Scaife, of Diaper Recycling Technology, shares that company fire-walls in most instances need to be navigated to allow a correct Industry 4.0 interface to be set-up. “We find some companies desire to have a VPN connection for enhanced security; whilst this is all standard technology, it may require an additional three to four weeks to supply a system with VPN,” he says.
Suppliers foresee that Industry 4.0 will continue to improve over the next several years, and ultimately machines will take further steps without human intervention.
Osprey believes that the manufacturing industry is still in the early stages of Industry 4.0. “Manufacturers and producers are taking advantage of sensor technology, connectivity, and data analytics to reduce costs and increase productivity on a machine by machine basis. Manufacturers are more flexible and can respond more quickly to consumer preferences due to the efficiency gains provided by the newer technologies. The next step in the evolution will be toward the creation of smart factories where the independent machines communicate together and automatically adjust their performance without user intervention. This step will probably not be widespread until global security and communication standards are established so that different manufacturers are following the same protocols.”
From A.Celli’s point of view, Industry 4.0 is already accelerating automation and production efficiency. “We are now moving from asset capability and warranty of product outcome through digital technologies, to business platform capability,” Cardesi says. “Business platform capability will be the highest goal reached by the integration of the entire digital assets. Business platform capability will allow industries, machinery suppliers, prime material and utility suppliers to cooperate in a co-innovation way, monitoring near real time process to improve the results with a very high frequency and predictive control.”
Comparing the IoT evolutions in other industries such as automotive, medical technology or the smart home sector, Andritz’s Lukas says there’s no doubt that automation and digitization will also continue to progress in the nonwoven sector. “The potential for time and cost savings as well as a learning AI for further process optimization are simply too tempting not to at least consider them,” he adds. “In the very long term, there will probably be no production technologies and machinery lines that are not fully networked with comprehensive data management as a constant companion. And as a result, all further steps for further automation will unfold. This ranges from error detection to the ordering process to delivery of the corresponding spare part to the customer and automated appointment coordination with the appropriate service staff to replace the part. In this respect, customer and supplier are growing even closer together through this automation by means of digitalization.”
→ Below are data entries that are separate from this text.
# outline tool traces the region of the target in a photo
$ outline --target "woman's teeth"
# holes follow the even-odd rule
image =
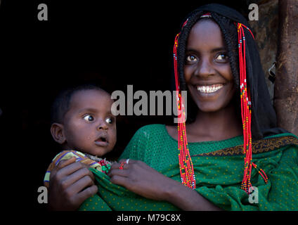
[[[214,84],[210,86],[197,86],[197,89],[201,93],[214,93],[224,86],[223,84]]]

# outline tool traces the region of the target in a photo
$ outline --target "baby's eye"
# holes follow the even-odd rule
[[[197,58],[195,56],[190,55],[186,57],[186,62],[192,63],[192,62],[196,62]]]
[[[88,122],[94,121],[94,117],[91,116],[91,115],[86,115],[83,118],[84,120]]]
[[[114,119],[108,117],[108,118],[105,119],[105,122],[108,124],[112,124],[114,122]]]

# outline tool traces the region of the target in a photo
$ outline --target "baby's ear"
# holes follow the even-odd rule
[[[51,134],[52,134],[53,139],[54,139],[55,141],[61,145],[66,141],[63,129],[63,124],[57,122],[54,122],[51,126]]]

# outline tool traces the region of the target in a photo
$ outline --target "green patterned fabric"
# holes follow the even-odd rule
[[[258,198],[250,202],[240,189],[243,177],[243,136],[219,141],[189,143],[196,191],[226,210],[298,210],[298,139],[283,134],[254,142],[252,162],[267,174],[267,184],[255,169],[252,184]],[[135,134],[120,159],[141,160],[164,175],[180,181],[178,143],[162,124],[145,126]],[[110,182],[106,174],[90,169],[98,193],[79,210],[179,210],[166,202],[146,199]],[[250,200],[251,202],[251,200]]]

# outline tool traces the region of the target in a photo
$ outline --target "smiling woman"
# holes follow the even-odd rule
[[[188,36],[184,77],[200,110],[215,112],[231,103],[235,86],[219,27],[209,19],[199,21]]]
[[[276,127],[257,46],[242,26],[248,28],[247,21],[224,6],[192,12],[174,51],[176,91],[190,94],[194,121],[141,128],[108,174],[91,169],[98,191],[89,199],[72,181],[74,166],[65,162],[54,169],[64,176],[53,175],[50,192],[53,186],[61,193],[50,204],[64,199],[65,207],[81,210],[298,210],[298,139]],[[183,98],[176,99],[183,110]],[[250,200],[252,187],[258,202]],[[65,197],[70,188],[79,191]]]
Diaper Recycling Technology’s Scaife says the transformations in the past five years have been immense and they see the speed of innovation increasing. The company’s new off-shore machine operation was only launched three months ago and enables companies to operate the machine at a fraction of the cost versus on-site staff. “From an efficiency POV, we find the streamed video footages coming from directly inside the machine enables off-shore operators to have a far better understanding of the process versus operators standing next to the machine,” he explains. “We believe that with higher computing power and with AI just around the corner, video streams in five to 10 years from now will be processed centrally with essentially the computer system automatically viewing all parts of the process and automatically taking action managing the process without human intervention.”